Posted by james on Nov. 18, 2009

It's very typical to have something like this:

if (num_items == 0) {
// handle no items here
} else if (num_items == 1) {
// handle one item here
} else {
// handle more than one item here
}

The comments make this huge flaw very obvious. Without the comments, it'd be harder to spot: what if num_items is -1? This falls through the cracks, since we use the else as a "catch all" bucket, them assume that it's valid data. Unless we've validated the data before, this is a bug. But even if you remember most of the time to validate data, one time you forget and you've introduced a bug. So you're simply shifting the bug from one place to another.

Another variation of this:

if (num_items == 0) {
// handle no items here
} else if (num_items == 1) {
// handle one item here
} else if (num_items > 1) {
// handle more than one item here
}

This code is "more correct", but still has the same bug; if num_items is -1, then your code wont execute in any of the if() blocks. This may be intentional, but most often it's not.

So to prevent these common and subtle bugs, always use the else as a catch-all error.

if (num_items == 0) {
// handle no items here
} else if (num_items == 1) {
// handle one item here
} else if (num_items > 1) {
// handle more than one item here
} else {
// Shouldn't get here, bad input
assert(false);
}


It's so easy to add the "else { assert(false); }", and it makes your code so much safer.

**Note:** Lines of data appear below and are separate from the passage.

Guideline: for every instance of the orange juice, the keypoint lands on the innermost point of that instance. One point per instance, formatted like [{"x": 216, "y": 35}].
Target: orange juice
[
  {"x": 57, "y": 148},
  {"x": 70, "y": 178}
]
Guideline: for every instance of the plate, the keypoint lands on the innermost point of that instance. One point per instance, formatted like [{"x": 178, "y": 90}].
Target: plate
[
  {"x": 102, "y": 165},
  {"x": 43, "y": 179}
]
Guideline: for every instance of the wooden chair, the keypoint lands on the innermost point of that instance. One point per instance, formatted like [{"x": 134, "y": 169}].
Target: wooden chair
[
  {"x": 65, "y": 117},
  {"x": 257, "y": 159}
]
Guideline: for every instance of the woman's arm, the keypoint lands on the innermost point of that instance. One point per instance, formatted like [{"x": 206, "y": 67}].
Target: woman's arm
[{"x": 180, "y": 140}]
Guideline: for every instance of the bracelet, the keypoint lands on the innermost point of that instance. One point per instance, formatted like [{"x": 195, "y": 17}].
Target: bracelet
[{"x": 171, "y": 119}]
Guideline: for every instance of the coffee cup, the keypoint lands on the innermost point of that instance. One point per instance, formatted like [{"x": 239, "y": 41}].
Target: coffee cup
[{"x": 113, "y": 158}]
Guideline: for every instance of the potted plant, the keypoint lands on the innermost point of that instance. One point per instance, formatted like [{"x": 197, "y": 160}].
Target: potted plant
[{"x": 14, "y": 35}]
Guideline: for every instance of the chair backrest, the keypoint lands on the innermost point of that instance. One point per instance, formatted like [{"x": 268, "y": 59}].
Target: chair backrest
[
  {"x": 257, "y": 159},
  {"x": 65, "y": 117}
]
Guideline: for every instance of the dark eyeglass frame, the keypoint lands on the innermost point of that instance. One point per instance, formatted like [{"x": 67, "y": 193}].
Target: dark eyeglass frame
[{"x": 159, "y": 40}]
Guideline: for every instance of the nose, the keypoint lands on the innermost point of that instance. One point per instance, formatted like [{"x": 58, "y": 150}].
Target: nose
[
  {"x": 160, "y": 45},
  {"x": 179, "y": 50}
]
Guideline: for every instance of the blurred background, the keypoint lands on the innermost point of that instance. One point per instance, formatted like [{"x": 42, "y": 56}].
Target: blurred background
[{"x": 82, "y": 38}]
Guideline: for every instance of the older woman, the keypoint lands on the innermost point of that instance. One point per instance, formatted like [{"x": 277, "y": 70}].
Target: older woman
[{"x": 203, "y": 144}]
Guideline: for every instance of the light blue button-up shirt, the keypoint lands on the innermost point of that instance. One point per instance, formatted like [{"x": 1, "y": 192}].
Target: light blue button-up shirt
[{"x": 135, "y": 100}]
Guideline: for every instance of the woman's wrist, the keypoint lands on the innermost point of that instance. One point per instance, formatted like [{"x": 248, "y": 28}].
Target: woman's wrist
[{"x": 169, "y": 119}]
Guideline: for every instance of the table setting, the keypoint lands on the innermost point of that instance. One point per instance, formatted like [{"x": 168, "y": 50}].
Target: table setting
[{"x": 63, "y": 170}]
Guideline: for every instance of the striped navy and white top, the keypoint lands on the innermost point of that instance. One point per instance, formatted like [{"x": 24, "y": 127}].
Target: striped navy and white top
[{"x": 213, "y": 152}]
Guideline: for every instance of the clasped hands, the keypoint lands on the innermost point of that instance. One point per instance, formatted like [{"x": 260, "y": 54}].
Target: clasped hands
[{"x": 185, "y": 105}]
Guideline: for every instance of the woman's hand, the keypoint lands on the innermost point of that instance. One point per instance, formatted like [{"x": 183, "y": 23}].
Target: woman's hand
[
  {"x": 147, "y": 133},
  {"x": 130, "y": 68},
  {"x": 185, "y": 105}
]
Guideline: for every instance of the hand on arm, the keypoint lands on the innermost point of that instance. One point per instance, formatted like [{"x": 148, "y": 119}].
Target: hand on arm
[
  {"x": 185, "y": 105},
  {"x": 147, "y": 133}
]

Validating user input doesn't replace this. If you refactor an internal function and it starts calling this function with bad data, or if you make a mistake further up in the same function, you're still sunk unless you're being paranoid.

Moral: always be explicit with if/else conditions, don't rely on else to catch the "probably is good data" unless you're sure, and use else/asserts to let you know when data isn't what you expected.